These camps all rely on financial assistance to make the camp available for many of their members — offering tuition at a sliding scale or even free access to the program, and making up the cost difference either through donations or through full tuition payments from those families who can afford it.

Camp is just the first step

Photo: Camp ELSO

This means that in many cases these kids are coming from family situations where it may be difficult to replicate the outdoor experience once they get back home. And a week out of the year may not seem like enough to change a life. The question then becomes whether a week is enough to set children on a course to embrace and include the outdoors in their life.

For Rue Mapp at Outdoor Afro, the focus on the outdoors has to start with the family and must include and validate the ways that Black people already engage with the outdoors, whether these are tailgating, fishing, or enjoying city parks. For Mapp, success comes when someone participates in an outdoor activity organized through Outdoor Afro leader and then opts to do that again on their own; a prospect that is more difficult for children to do. Yet she concedes that a week at summer camp can be enough to light a spark in kids that will persuade them to include nature in their lives in the future.
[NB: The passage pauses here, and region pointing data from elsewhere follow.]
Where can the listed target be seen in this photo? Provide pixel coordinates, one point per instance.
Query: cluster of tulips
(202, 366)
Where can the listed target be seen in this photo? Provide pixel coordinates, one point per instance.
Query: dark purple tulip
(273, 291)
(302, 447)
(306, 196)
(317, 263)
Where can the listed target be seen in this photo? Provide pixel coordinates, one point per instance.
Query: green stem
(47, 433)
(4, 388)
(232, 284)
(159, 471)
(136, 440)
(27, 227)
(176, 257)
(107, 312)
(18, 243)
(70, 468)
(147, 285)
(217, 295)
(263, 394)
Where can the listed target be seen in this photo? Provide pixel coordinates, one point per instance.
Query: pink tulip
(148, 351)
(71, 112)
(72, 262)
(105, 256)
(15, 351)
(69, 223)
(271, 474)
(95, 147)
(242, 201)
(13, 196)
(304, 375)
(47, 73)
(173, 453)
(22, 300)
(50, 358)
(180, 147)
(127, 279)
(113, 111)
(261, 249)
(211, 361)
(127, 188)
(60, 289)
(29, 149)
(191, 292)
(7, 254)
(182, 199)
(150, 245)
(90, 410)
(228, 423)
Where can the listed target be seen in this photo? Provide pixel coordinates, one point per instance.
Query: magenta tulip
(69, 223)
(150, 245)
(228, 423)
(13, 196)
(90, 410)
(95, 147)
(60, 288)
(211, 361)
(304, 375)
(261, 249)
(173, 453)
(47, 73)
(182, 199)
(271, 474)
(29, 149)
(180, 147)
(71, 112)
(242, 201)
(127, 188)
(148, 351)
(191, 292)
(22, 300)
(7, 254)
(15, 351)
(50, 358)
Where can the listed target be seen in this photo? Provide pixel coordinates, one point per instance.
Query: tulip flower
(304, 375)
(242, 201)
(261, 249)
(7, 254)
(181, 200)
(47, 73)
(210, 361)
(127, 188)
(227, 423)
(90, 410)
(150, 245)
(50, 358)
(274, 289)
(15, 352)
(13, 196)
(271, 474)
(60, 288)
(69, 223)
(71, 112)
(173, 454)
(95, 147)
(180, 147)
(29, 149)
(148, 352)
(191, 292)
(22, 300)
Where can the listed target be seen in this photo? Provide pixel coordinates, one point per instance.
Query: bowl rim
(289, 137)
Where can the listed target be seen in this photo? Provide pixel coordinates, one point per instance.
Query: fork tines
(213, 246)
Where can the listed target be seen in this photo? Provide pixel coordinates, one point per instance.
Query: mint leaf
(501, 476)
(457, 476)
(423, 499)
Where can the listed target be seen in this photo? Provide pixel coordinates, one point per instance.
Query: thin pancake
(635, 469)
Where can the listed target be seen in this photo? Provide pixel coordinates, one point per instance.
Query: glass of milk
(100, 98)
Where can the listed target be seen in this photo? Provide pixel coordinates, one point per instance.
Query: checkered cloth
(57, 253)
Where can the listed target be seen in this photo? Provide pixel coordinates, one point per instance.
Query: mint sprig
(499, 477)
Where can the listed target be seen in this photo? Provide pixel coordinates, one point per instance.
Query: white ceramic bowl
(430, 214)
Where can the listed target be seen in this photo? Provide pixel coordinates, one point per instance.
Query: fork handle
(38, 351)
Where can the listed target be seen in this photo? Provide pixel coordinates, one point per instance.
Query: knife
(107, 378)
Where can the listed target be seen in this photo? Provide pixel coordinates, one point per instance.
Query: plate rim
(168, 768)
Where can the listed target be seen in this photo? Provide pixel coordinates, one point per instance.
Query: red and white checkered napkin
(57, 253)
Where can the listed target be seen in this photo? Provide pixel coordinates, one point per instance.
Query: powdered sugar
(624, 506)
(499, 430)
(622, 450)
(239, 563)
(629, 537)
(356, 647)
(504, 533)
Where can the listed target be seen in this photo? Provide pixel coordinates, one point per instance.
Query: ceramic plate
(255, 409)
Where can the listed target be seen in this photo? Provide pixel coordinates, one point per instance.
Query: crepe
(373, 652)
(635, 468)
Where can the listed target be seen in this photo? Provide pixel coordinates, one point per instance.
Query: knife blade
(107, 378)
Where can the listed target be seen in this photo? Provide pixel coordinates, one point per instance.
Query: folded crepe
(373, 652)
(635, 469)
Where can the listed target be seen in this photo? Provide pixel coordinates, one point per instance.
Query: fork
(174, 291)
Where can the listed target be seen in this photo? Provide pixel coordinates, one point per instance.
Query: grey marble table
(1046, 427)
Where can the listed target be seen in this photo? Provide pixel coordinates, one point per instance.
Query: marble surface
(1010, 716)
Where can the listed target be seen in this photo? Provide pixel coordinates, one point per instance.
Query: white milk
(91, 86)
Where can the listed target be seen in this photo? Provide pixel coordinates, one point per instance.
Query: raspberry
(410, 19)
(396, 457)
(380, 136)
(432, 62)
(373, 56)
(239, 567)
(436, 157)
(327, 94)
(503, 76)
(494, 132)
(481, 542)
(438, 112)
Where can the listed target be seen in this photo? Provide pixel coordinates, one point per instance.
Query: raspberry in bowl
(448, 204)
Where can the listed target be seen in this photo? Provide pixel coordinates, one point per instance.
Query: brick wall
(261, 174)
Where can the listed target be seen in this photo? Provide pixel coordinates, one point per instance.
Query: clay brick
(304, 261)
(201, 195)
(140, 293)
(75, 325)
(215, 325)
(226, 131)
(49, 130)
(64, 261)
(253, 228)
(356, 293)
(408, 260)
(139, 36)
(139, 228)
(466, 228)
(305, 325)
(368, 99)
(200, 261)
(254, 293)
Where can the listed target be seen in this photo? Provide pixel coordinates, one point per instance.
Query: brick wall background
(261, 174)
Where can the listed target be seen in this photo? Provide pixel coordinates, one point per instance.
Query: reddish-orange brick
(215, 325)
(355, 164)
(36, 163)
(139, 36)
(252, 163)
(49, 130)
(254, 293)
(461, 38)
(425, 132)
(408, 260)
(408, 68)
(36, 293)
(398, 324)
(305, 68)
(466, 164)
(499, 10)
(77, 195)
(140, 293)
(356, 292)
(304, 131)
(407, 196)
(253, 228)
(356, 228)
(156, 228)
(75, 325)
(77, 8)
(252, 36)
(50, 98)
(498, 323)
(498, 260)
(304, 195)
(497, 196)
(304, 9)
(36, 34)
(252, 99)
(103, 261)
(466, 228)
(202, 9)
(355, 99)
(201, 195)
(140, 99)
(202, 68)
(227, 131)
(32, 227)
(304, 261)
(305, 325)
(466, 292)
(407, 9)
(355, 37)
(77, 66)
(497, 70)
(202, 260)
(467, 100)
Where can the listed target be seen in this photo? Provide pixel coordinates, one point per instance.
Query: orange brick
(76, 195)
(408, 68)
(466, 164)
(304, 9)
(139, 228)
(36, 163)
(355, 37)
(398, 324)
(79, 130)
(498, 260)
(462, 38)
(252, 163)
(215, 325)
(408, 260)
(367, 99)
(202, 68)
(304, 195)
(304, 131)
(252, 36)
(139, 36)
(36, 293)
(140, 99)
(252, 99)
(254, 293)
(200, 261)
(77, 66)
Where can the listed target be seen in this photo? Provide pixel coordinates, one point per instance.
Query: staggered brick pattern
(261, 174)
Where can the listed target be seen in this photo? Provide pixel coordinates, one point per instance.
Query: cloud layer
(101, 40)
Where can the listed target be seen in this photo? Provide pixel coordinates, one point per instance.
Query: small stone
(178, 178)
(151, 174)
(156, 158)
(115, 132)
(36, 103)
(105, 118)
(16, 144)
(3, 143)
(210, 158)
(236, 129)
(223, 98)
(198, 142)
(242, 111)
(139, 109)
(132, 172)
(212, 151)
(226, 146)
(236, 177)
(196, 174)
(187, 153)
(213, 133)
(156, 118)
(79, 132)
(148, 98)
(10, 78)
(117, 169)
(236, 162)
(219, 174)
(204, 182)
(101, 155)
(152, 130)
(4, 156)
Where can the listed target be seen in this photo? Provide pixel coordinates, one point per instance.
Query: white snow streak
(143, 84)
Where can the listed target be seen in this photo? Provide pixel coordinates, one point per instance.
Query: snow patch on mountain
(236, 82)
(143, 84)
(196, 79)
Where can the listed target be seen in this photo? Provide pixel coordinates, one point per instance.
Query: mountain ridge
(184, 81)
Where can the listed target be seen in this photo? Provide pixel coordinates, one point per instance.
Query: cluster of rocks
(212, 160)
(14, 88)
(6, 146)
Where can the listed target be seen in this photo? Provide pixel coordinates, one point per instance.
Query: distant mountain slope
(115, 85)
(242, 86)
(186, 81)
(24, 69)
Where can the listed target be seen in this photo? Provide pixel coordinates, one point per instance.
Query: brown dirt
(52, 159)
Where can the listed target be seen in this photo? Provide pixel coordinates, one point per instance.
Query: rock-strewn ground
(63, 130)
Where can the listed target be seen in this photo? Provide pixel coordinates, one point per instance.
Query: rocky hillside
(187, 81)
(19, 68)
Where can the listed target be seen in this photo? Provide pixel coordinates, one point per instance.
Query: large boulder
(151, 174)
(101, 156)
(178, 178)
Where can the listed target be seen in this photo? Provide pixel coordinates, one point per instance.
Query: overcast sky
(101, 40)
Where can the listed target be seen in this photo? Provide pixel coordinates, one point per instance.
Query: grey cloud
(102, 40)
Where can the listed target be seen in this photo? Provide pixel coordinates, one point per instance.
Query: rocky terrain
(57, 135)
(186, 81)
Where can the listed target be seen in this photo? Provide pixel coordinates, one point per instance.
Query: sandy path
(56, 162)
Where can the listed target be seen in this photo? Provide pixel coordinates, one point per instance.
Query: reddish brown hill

And that is just the point of these camps. Brown says she cherished the outdoor aspect of camp, even as she missed seeing faces like hers. Ybarra wishes it hadn’t taken a failed marriage to finally brave the waves she’d seen since she was a child. Holmes says that going to camp as a child was like a fluke; the whole concept was foreign and unknown to her, and yet she is grateful for the experience and its lasting impact. She imagines how much more fulfilling it would have been if her mentors and peers had looked like her.

“I wish I would have had a space like this to go,” says Holmes of Camp Founder Girls.

If these stories are any example, it shows that even a short week outdoors can be transformative. And if not that, it can be a small step along a journey towards environmental stewardship, seeking nature’s healing powers, and reclaiming one’s rightful place in the great outdoors.